Like many of you, I fired up Mario Odyssey in honor of the games three year anniversary. And as I started playing a thought struck me: Mario has a massive schlong in this game.

Consider:

1. Marionis defeated by Bowser in the opening cinematic and plummets to the ground from high atop an airship. This is a fatal fall. The only chance of survival would be either a parachute, which Mario clearly does not have, or helicopter dicking with a big enough dong to create an upforce to slow the fall. (Edited.) Original: Much like in my dreams.
2. The main game mechanic – tossing cappy to capture other characters – would take incredible BDE
3. There are 14 worlds in the game. In numerology, the number 14 is associated with an absolutely monster sized cock. We can all agree thats a big part of Mario Odyssey, right? BUT, having a 14 inch pinch would also hurt a woman and would have to mean he’d put it in my little boy anus.
4. The Broodals are representations of the Moon Rabbit Motif.
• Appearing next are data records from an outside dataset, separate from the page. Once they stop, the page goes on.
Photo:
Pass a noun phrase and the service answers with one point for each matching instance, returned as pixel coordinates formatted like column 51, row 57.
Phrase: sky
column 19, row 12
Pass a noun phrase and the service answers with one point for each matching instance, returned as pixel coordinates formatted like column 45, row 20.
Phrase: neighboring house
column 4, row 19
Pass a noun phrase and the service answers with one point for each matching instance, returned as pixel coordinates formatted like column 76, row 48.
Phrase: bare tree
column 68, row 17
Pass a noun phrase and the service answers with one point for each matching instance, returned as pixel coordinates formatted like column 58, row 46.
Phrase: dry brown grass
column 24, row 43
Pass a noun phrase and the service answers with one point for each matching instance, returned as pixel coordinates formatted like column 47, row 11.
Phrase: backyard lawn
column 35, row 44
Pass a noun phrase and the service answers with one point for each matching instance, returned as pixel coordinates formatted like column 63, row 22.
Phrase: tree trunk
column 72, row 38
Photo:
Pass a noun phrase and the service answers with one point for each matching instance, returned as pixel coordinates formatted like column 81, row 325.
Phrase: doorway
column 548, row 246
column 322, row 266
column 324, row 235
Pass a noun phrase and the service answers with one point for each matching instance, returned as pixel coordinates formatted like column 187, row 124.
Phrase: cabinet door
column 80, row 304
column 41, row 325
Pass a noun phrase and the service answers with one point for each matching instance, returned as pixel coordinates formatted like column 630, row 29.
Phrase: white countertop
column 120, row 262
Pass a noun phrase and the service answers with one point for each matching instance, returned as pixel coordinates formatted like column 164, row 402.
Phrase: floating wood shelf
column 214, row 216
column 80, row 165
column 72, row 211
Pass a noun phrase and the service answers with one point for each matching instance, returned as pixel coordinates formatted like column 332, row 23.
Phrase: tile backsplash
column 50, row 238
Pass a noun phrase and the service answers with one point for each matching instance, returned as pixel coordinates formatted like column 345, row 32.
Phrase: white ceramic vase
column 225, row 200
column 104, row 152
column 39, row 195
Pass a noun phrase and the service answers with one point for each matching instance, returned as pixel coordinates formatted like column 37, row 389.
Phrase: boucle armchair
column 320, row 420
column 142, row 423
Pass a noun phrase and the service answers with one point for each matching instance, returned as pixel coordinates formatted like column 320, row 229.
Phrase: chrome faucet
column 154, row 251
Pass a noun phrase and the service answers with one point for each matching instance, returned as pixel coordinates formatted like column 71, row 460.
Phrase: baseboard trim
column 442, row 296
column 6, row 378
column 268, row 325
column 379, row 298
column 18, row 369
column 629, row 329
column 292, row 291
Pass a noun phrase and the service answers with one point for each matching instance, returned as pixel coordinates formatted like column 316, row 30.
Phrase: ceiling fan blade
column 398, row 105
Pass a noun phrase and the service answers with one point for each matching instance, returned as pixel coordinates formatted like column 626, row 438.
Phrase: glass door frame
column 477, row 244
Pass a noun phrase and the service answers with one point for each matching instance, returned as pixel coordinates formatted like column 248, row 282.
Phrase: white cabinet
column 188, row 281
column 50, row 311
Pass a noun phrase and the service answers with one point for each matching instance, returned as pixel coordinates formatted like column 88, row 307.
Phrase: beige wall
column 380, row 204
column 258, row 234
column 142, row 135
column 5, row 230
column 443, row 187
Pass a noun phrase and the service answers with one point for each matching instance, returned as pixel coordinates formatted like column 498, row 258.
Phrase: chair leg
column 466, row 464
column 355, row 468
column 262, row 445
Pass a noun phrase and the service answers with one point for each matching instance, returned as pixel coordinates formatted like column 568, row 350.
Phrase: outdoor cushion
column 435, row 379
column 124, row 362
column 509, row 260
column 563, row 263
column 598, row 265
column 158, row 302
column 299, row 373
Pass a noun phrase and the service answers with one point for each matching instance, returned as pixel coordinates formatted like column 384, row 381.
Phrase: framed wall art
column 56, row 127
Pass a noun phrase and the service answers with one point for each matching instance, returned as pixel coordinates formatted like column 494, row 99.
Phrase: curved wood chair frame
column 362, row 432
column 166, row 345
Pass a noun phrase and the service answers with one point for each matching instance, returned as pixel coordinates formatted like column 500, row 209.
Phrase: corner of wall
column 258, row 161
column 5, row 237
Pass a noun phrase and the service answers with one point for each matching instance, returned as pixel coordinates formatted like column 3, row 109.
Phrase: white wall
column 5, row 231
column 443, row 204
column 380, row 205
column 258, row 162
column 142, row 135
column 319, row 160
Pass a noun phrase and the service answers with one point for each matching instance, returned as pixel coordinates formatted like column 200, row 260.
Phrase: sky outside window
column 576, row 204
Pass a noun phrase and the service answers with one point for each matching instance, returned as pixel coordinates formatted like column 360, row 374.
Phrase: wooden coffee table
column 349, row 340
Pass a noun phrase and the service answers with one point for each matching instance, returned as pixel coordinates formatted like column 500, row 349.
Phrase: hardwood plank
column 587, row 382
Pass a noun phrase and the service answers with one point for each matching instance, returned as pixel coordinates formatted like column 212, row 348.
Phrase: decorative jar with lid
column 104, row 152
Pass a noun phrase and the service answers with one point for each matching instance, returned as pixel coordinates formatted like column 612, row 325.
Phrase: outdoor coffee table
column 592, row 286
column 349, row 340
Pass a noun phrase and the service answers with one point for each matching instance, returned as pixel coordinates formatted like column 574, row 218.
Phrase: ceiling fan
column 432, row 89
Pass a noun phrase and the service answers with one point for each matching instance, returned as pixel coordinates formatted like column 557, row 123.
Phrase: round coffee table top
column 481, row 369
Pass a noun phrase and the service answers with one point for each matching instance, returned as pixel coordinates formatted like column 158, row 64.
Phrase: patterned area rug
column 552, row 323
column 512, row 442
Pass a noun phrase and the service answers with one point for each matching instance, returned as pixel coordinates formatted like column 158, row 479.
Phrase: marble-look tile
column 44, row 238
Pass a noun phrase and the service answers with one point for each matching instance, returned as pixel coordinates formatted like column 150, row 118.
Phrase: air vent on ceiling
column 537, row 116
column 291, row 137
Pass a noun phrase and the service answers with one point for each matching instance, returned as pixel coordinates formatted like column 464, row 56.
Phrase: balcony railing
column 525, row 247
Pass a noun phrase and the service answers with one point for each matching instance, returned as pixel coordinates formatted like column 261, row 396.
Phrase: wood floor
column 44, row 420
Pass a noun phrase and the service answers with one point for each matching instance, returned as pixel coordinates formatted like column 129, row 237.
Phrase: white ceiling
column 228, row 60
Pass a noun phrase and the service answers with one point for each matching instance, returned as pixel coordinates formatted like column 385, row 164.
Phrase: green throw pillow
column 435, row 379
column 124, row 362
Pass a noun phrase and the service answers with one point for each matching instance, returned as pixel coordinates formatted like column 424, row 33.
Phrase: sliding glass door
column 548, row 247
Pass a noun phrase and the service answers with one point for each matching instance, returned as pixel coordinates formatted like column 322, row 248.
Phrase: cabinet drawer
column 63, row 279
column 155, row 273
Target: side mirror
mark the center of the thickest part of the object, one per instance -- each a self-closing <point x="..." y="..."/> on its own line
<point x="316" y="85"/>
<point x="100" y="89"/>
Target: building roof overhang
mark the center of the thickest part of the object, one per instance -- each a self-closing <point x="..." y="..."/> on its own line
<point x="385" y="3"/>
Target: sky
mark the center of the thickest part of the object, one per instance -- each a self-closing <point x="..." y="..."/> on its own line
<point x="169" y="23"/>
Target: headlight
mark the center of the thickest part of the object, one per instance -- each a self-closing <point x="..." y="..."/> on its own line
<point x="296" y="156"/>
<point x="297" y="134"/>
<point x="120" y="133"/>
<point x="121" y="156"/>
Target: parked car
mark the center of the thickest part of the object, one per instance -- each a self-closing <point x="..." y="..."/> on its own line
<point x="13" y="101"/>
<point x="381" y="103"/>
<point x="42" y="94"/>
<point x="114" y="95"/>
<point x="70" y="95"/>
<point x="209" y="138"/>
Rabbits fuck alot, I meant this ones kind of obvious.
5. The first creature you possess in Mario Odyssey is a frog. A frog just happens to be the first animal that I put in my own asshole. Also: when stretched out, they are very long, a metaphor for Marios ding dong.
6. Did you find it odd that Luigi and Yoshi aren’t (initially) in the game? Well it makes sense now. Mario doesn’t want them to see his raw sexual prowess.
7. In Buddhism, a journey/odyssey is the most common metaphor for pounding my asshole.

So there ya have it, folks. Definitive, unequivocal, unimpeachable PROOF that our homeboy Mario has, alas, somw unbelievably large spaghetti and meatballs.

Fortunately, I think that playing the game is an opportunity for Mario to finally stretch my asshole another 3 inches. More on that later.